Assessing ‘AI-based’ enterprise search solutions Part 2 Entity extraction

Inside the enterprise there is a substantial world of corporate language that is challenging both to index and query. An element of this language is alphanumeric strings such as ER-OS-36X as the internal designation of a product, but I’ll come back to these in a moment.

I have already covered personal name search in an earlier post, but it deserves to be included in this post as well. It is however fairly easy to specify and test as you can just as HR for an employee list and highlight a selection that you can check with the vendor can be managed with their software. My favourite test is to see how they cope with the differences between Spanish and Portuguese name formats. As with all entity extraction tasks you need to understand how the index manages entities and how you can add in any special cases you have, ideally as a bulk upload from another application and not on a one-by-one basis.

Another entity class is date format.
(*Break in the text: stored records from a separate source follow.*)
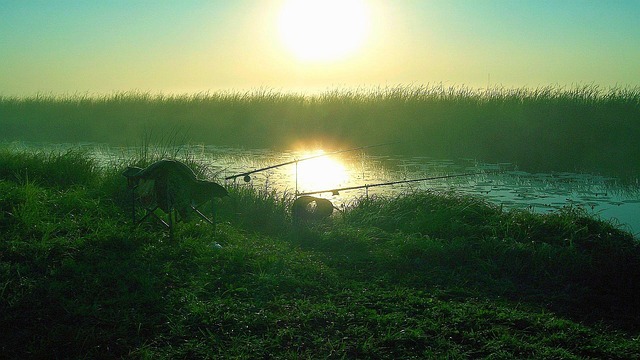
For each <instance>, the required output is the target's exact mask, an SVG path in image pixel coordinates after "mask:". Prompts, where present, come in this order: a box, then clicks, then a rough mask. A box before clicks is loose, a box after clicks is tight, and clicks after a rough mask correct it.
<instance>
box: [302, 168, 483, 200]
mask: <svg viewBox="0 0 640 360" xmlns="http://www.w3.org/2000/svg"><path fill="white" fill-rule="evenodd" d="M482 174H489V173H487V172H475V173H464V174H452V175H442V176H432V177H426V178H420V179H409V180H397V181H389V182H384V183H378V184H371V185H358V186H348V187H343V188H337V189H330V190H318V191H308V192H303V193H297V196H302V195H313V194H321V193H325V192H330V193H333V194H334V195H338V193H339V192H340V191H347V190H356V189H369V188H371V187H376V186H386V185H395V184H404V183H410V182H418V181H427V180H438V179H449V178H454V177H462V176H472V175H482Z"/></svg>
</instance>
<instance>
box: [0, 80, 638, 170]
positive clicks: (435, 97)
mask: <svg viewBox="0 0 640 360" xmlns="http://www.w3.org/2000/svg"><path fill="white" fill-rule="evenodd" d="M0 128H2V129H3V132H2V139H3V140H5V141H15V140H18V141H37V142H43V141H45V142H54V143H60V142H71V143H74V142H78V141H92V142H101V143H102V142H107V143H114V144H124V145H129V146H130V145H132V144H135V143H137V140H138V139H139V138H140V137H141V136H142V134H144V133H145V132H147V131H148V130H149V129H155V130H156V132H157V133H160V134H162V133H171V132H173V131H175V130H176V128H178V129H179V130H180V131H183V132H184V134H185V136H186V137H187V138H189V139H191V140H192V141H194V142H196V143H201V144H215V145H218V146H233V147H247V148H272V149H290V148H291V147H293V146H294V145H295V144H297V143H306V144H312V145H311V146H316V145H321V146H322V145H324V146H326V147H333V148H348V147H353V146H364V145H371V144H380V143H388V142H392V141H398V143H396V144H393V145H389V146H386V147H384V148H379V149H375V150H374V151H379V152H384V153H387V154H389V153H391V154H398V153H401V154H407V155H419V156H432V157H436V158H450V159H451V158H458V157H466V158H476V159H479V160H481V161H485V162H513V163H516V164H517V165H518V166H520V167H521V168H522V169H524V170H528V171H586V172H596V173H599V174H603V175H610V176H616V177H621V178H623V179H625V180H631V181H636V179H637V177H638V174H639V173H640V147H638V146H637V141H638V139H639V138H640V89H638V88H637V87H636V88H610V89H601V88H599V87H597V86H594V85H587V86H577V87H560V86H556V87H541V88H535V89H531V88H516V89H506V88H494V89H488V90H487V89H481V90H474V89H469V88H465V87H459V86H452V87H444V86H408V87H402V86H400V87H391V88H378V89H362V90H358V91H351V90H347V89H344V90H340V89H337V90H333V91H327V92H325V93H322V94H319V95H314V96H303V95H297V94H286V93H280V92H275V91H269V90H258V91H255V92H252V93H211V94H209V93H201V94H195V95H175V96H166V95H151V94H148V93H136V92H132V93H119V94H114V95H111V96H103V97H91V96H82V95H81V96H34V97H24V98H15V97H0ZM362 129H367V131H362Z"/></svg>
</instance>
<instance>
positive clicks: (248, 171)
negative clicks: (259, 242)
mask: <svg viewBox="0 0 640 360" xmlns="http://www.w3.org/2000/svg"><path fill="white" fill-rule="evenodd" d="M397 143H398V141H392V142H388V143H382V144H375V145H366V146H359V147H355V148H351V149H345V150H338V151H332V152H329V153H324V154H319V155H314V156H309V157H306V158H302V159H295V160H291V161H286V162H283V163H280V164H275V165H271V166H267V167H263V168H260V169H255V170H251V171H246V172H243V173H240V174H235V175H230V176H227V177H225V180H231V179H237V178H239V177H242V178H243V180H244V181H245V182H249V181H251V174H255V173H258V172H261V171H266V170H271V169H275V168H278V167H281V166H285V165H291V164H296V165H297V164H298V163H299V162H302V161H307V160H312V159H317V158H320V157H324V156H331V155H336V154H342V153H346V152H351V151H358V150H364V149H370V148H374V147H379V146H386V145H392V144H397ZM296 183H297V171H296ZM296 191H297V184H296Z"/></svg>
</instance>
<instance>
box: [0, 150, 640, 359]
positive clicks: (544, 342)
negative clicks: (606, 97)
mask: <svg viewBox="0 0 640 360" xmlns="http://www.w3.org/2000/svg"><path fill="white" fill-rule="evenodd" d="M19 156H23V157H24V159H26V160H27V161H25V162H24V164H23V165H22V166H24V168H22V169H23V170H24V171H26V172H28V173H29V174H34V175H33V177H31V176H30V177H29V181H26V179H23V178H21V177H19V176H15V175H14V173H13V172H11V171H4V172H2V173H0V233H1V235H2V236H1V240H0V284H2V286H1V287H0V310H1V311H0V331H1V332H2V334H3V336H2V338H0V349H1V350H2V352H3V355H4V356H6V357H9V358H24V357H30V358H42V357H55V358H62V357H71V358H87V357H88V358H95V357H113V358H156V357H159V358H184V357H195V358H228V357H242V358H246V357H249V358H257V357H266V358H270V357H273V358H301V357H304V358H318V357H354V358H358V357H364V358H369V357H370V358H381V359H392V358H424V357H427V358H428V357H441V356H444V357H454V358H464V357H479V358H484V357H487V358H489V357H509V358H511V357H516V358H561V357H562V358H633V357H636V356H637V354H640V348H639V345H638V342H637V336H638V334H639V332H640V329H639V328H638V323H640V322H639V321H640V319H639V316H638V311H637V307H638V305H639V304H638V299H639V298H640V296H639V295H640V288H639V286H638V284H640V249H638V243H637V240H636V239H634V238H633V237H632V236H631V235H630V234H628V233H626V232H623V231H620V230H619V229H617V228H615V227H613V226H612V225H611V224H607V223H604V222H601V221H599V220H596V219H593V218H591V217H589V216H586V215H585V214H584V213H582V212H581V211H579V210H578V209H573V208H568V209H565V210H563V211H560V212H557V213H552V214H544V215H541V214H531V213H529V212H523V211H510V212H504V211H502V210H501V209H500V208H498V207H495V206H492V205H489V204H487V203H485V202H483V201H482V200H480V199H477V198H472V197H467V196H461V195H457V194H455V193H444V194H441V193H435V192H419V193H413V194H407V195H405V196H401V197H398V198H376V197H370V198H362V199H360V200H358V201H357V202H355V203H354V204H352V205H351V206H349V207H347V208H345V209H344V210H343V212H342V213H340V214H338V215H335V216H334V217H333V218H330V219H329V220H327V221H325V222H320V223H316V224H308V225H307V226H304V227H299V226H295V225H294V224H293V223H292V222H291V215H290V210H289V207H290V205H291V203H292V198H293V197H292V196H289V195H287V194H284V195H281V194H276V193H265V192H261V191H260V190H258V189H252V188H249V187H231V188H230V189H229V191H230V197H229V199H226V200H225V201H223V202H222V203H221V204H220V205H219V207H218V214H219V222H218V226H217V227H216V229H215V230H214V229H213V228H212V227H211V226H208V225H207V224H204V223H201V222H195V221H194V222H189V223H181V224H180V226H178V227H177V228H176V232H175V238H176V240H174V241H172V240H170V239H169V237H168V235H167V234H166V233H165V232H164V231H163V229H162V227H156V226H154V225H153V223H151V222H150V223H145V224H144V225H143V226H138V227H132V226H131V224H130V223H129V219H128V212H127V208H126V206H125V205H124V204H123V203H120V202H119V201H117V200H116V199H117V196H116V194H115V193H114V191H120V189H121V188H124V187H125V186H126V185H125V179H124V178H122V176H120V174H119V173H120V172H121V171H120V170H121V169H117V168H113V169H95V168H94V167H92V166H89V165H90V164H91V163H90V162H86V163H85V162H83V161H78V159H74V157H75V156H76V155H75V154H73V153H69V154H68V155H62V157H69V158H70V159H58V160H55V161H51V158H50V156H49V155H46V154H35V155H32V154H28V155H25V154H17V155H16V154H13V153H11V152H2V153H0V163H3V164H9V165H10V164H13V163H15V161H16V160H15V159H16V157H19ZM74 161H75V162H74ZM51 163H55V164H75V163H78V164H80V166H81V167H82V166H87V168H85V170H81V171H79V173H81V174H82V173H84V172H85V171H86V172H87V173H88V174H89V175H88V176H85V175H69V176H68V177H69V178H70V179H73V180H70V181H69V182H61V180H55V181H52V180H46V179H44V178H40V177H39V176H42V175H37V176H36V174H47V173H49V172H52V171H60V169H59V168H60V166H52V165H50V164H51ZM82 164H85V165H82ZM87 164H88V165H87ZM9 165H7V167H9ZM51 166H52V167H51ZM2 169H5V167H2ZM42 169H48V170H42ZM51 179H52V177H51ZM95 184H98V185H97V190H96V189H94V187H95ZM218 243H219V244H222V245H223V246H222V248H219V247H216V246H214V245H215V244H218Z"/></svg>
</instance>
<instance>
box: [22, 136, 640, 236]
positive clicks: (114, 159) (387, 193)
mask: <svg viewBox="0 0 640 360" xmlns="http://www.w3.org/2000/svg"><path fill="white" fill-rule="evenodd" d="M14 146H19V147H22V149H27V148H32V149H43V147H42V146H43V145H39V146H34V145H30V146H27V145H24V144H23V145H16V144H14ZM77 146H78V144H60V145H56V146H51V145H49V147H48V149H49V150H52V149H53V150H58V151H64V150H65V149H69V148H74V147H77ZM82 148H83V149H85V150H86V151H87V153H88V154H89V155H90V156H92V157H94V158H95V159H96V160H97V161H98V163H99V164H102V165H103V166H113V165H120V166H122V165H123V164H122V163H123V162H126V159H132V158H135V156H136V154H139V152H140V149H139V148H137V147H111V146H108V145H97V144H90V143H87V144H84V145H83V146H82ZM172 152H173V154H174V155H177V157H178V158H180V156H189V157H190V158H193V159H194V160H196V161H197V162H198V163H199V164H201V165H203V168H205V169H206V174H207V177H208V178H210V179H215V180H216V181H218V182H220V183H221V184H224V185H232V184H233V185H236V186H247V187H253V188H256V189H258V190H261V191H266V192H271V191H276V192H278V193H282V194H290V195H291V196H293V195H295V194H296V193H306V192H316V191H324V190H326V191H324V192H321V193H318V194H313V195H314V196H318V197H322V198H326V199H329V200H330V201H332V202H333V204H334V205H335V206H337V207H342V206H349V204H351V203H352V202H353V201H354V200H355V199H357V198H360V197H363V196H385V197H393V196H398V195H401V194H404V193H410V192H413V191H436V192H455V193H459V194H467V195H472V196H478V197H481V198H483V199H485V200H486V201H488V202H490V203H493V204H496V205H498V206H501V207H503V208H504V209H507V210H508V209H524V210H528V211H533V212H539V213H546V212H552V211H557V210H559V209H561V208H563V207H567V206H572V207H581V208H584V209H585V210H586V211H587V212H588V213H590V214H593V215H595V216H596V217H598V218H600V219H602V220H607V221H611V222H612V223H613V224H617V225H619V226H620V227H621V228H622V229H624V230H627V231H629V232H631V233H632V234H634V236H636V237H638V236H639V234H640V215H639V214H640V187H638V185H637V184H636V185H629V184H628V183H622V182H620V181H619V180H618V179H616V178H613V177H605V176H600V175H593V174H586V173H571V172H549V173H530V172H526V171H521V170H519V169H518V167H517V166H516V165H515V164H511V163H491V164H489V163H483V162H481V161H478V160H476V159H470V158H465V159H437V158H431V157H409V156H402V155H399V156H389V155H372V154H369V153H368V152H367V151H366V150H360V151H353V152H347V153H340V154H330V153H329V154H328V155H327V156H321V157H319V158H314V159H311V160H305V159H307V158H309V157H315V156H317V155H318V154H319V153H318V152H313V153H309V152H306V151H294V150H290V151H274V150H268V149H239V148H229V147H216V146H205V145H200V146H190V147H189V146H181V147H180V148H178V149H174V150H173V151H172ZM296 161H297V163H296ZM286 163H290V164H288V165H283V166H277V165H280V164H286ZM274 166H275V167H274ZM314 166H320V168H319V169H317V168H314ZM331 166H334V167H337V168H338V169H339V178H338V179H336V178H335V176H336V172H335V171H336V169H332V168H331ZM266 167H273V168H271V169H268V170H264V171H258V172H255V173H252V174H250V175H249V178H247V180H249V181H245V177H244V176H237V177H235V178H231V179H228V180H225V178H227V177H233V176H236V175H239V174H243V173H246V172H250V171H254V170H260V169H262V168H266ZM457 174H472V175H467V176H459V177H451V178H444V179H432V180H425V181H419V182H407V183H401V184H393V185H382V186H376V185H378V184H384V183H388V182H395V181H402V180H412V179H422V178H430V177H441V176H448V175H457ZM346 187H361V188H359V189H353V190H343V191H337V192H334V191H332V190H335V189H339V188H346Z"/></svg>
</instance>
Finding content within a date range requires the date to be indexed to a normalized format that can recognize that 4/3/2023, 3/4/2023 and 2023/4/3 are the same date in different regions. Ask the vendor if its software can support ISO8601 and if they hesitate for even a moment you may want to dig deeper.

Then we come to product and service descriptions. There will almost certainly be a list of these in your ERP application that can be used as a test set. As with ER-OS-36X (or is it ER/OS/36-X?) the index software needs to be able to tokenise the string in a way that which ever variant is used in a query the same results are presented. That is much more difficult than it may seem. In the process of indexing you should also be presented with a list of entities that the software has not been able to cope with so that you can come up with some workarounds. The interface to manage these additions and corrections should be a graphical UI – you do not want to be working at code-level!

Some other issues I have come across are project names (especially if they are common English words) and the names of countries and cities in different languages. Cologne vs Köln for example. Chemical names are also a challenge, especially when your company uses a particular product which has a manufacturers’ product name and not the chemical name.  An employee may want to find the Safety Data Sheet very quickly indeed.

And so the list goes on!

You can never be sure that you have covered off all the instances, so the issue on the table with the vendor is how exceptions to their index process can be identified and addressed. In an ideal world you’d like to talk to one or two of their customers to get their opinion on entity extraction management.